Aku, yang masih terperangkap dalam mimpi, merasa kehilangan namun sekaligus terhibur. Dengan suara yang penuh emosi, aku memanggil, "Sayanggg," namun hanya gema suaranya yang memenuhi ruangan. 

Ia kemudian tersadar dari tidurnya, menyadari bahwa itu hanya mimpi. Namun, meski hanya sebentar, mimpi itu memberinya semangat dan mengurangi rasa rindu yang mendalam pada sang istri.

Langkah kakiku terasa berat saat meninggalkan kasur yang telah menjadi sahabatku selama beberapa jam terakhir. Kepalaku terasa ringan, berputar-putar, dan rasa lapar yang mendesak perut membuatku tak bisa berlama-lama di dalam kamar. 

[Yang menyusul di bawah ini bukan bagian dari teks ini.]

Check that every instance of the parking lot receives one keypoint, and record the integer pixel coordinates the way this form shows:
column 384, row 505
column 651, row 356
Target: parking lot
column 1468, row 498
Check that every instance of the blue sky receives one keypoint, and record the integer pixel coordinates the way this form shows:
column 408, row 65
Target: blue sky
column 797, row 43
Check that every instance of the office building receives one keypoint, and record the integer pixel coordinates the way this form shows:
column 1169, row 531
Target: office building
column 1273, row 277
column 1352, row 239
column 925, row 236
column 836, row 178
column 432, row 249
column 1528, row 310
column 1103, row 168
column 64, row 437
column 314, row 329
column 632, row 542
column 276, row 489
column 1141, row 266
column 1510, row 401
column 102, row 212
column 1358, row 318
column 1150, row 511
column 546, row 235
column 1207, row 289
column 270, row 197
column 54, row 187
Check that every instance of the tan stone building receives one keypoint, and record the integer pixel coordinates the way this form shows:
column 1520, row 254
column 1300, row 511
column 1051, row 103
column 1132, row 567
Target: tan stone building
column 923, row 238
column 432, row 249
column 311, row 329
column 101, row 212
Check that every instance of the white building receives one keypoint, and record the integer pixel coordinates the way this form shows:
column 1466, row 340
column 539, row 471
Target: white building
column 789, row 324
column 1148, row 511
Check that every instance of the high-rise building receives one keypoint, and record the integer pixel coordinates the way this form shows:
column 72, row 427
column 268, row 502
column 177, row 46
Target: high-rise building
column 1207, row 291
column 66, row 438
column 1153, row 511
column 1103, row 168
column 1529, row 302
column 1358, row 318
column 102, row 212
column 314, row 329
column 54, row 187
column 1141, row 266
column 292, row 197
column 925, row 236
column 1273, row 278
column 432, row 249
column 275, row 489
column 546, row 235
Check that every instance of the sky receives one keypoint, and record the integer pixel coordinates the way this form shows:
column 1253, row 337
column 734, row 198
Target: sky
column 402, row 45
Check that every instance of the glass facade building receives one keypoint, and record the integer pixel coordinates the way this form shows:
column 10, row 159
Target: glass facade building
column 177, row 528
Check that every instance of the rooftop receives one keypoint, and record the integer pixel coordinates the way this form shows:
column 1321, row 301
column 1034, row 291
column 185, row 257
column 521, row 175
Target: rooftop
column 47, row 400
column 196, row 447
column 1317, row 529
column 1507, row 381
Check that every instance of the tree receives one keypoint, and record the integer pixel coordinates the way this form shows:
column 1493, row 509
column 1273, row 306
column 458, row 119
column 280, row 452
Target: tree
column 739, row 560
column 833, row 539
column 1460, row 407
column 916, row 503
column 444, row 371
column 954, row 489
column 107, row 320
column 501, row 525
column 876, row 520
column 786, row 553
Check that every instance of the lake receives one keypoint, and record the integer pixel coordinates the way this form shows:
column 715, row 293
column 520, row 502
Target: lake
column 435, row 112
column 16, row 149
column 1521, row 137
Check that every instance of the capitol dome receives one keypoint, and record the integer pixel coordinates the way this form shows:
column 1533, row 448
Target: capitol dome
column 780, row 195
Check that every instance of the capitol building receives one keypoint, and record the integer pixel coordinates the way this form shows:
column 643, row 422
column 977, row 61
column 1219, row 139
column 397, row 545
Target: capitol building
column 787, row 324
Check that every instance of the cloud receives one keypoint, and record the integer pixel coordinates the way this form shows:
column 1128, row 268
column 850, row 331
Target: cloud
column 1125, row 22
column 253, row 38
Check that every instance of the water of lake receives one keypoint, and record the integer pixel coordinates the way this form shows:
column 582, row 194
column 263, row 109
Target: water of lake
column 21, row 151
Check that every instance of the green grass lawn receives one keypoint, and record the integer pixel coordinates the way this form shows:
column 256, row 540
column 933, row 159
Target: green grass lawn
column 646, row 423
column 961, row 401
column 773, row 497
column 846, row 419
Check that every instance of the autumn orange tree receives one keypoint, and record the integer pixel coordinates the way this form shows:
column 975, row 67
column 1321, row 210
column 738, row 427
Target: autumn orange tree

Dengan terpaksa, aku beranjak dari tempat tidur, langkahku terhuyung menuju kamar mandi. Setelah membasuh wajah dan tubuh dengan air yang menyejukkan, semangatku sedikit terpulihkan. Aku mengenakan pakaian yang nyaman, dan sepatu yang siap mengantarku menjelajahi kota. Perutku keroncongan, meminta segera diisi. Maka, aku pun keluar dari kost ku, berjalan menyusuri jalan-jalan kota yang mulai ramai, mencari tempat makan yang bisa memuaskan rasa lapar yang sudah seperti menggerogoti isi perutku.

Di tengah suapan nasi yang penuh di mulutku, suara merdu yang tak asing mendadak memecah kesunyian. "Hy, Alex kan?" ujar seorang wanita dengan senyum mengembang. Aku terpaku sejenak, terdiam, dan sedikit canggung. Pandanganku menelusuri wajahnya, mencoba mengingat siapa dia. Wanita itu, dengan rambutnya yang tergerai indah dan mata yang berbinar, terlihat begitu familiar. Setelah beberapa detik yang terasa seperti abadi, akhirnya aku tersadar.